Bonbon, Bartelo et Zalamite sont les Chbanis du quartier de la Goutte-d'Or. Tous trois algériens, ils sont arrivés en France quelques années avant la déclaration d'indépendance. Et puis, la vie a passé...

Aujourd'hui, ils dorment dans un foyer et se retrouvent chaque jour à la Choppe Verte où la jeune Zaza, née en France, les accueille comme ses propres grands-pères. Il y a aussi le marabout Hadj Fofana qui vous propose de retrouver l'être aimé; Med, l'écrivain public; Hamouda le boucher ou Brahim les coiffeur.
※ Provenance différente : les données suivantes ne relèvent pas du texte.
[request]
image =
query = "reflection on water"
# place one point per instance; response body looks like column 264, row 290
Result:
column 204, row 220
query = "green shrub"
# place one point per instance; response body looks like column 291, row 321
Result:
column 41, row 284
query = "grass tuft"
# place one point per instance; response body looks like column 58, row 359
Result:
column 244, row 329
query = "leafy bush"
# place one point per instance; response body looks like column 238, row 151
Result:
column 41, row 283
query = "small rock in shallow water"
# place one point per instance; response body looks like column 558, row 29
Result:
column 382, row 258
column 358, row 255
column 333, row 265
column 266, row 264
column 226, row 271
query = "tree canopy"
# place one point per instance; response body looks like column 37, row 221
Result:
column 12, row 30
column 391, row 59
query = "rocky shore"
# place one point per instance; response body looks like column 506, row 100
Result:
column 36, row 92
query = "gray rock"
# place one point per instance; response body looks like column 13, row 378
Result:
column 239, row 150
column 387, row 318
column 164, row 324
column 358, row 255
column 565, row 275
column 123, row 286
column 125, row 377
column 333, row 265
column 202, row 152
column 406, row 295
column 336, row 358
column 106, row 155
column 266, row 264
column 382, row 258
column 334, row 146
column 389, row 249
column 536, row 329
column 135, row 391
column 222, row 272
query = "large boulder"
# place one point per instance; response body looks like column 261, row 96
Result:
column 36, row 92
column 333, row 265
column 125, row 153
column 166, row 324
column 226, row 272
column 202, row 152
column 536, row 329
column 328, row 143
Si Bonbon, Bartelo et Zalamite ne mangent que de la viande Halal, il ne boudent pas pour autant les plaisir d'une bière bien fraîche en fin de journée.

Le récit d'Abdelkader Djemaï est ponctué de flash-back et ouvre des brèches dans le passé de ces trois amis. Il évoque l'arrivée en France, les dures conditions de travail, la nuit du 17 octobre, la dignité malgré les coups du sort.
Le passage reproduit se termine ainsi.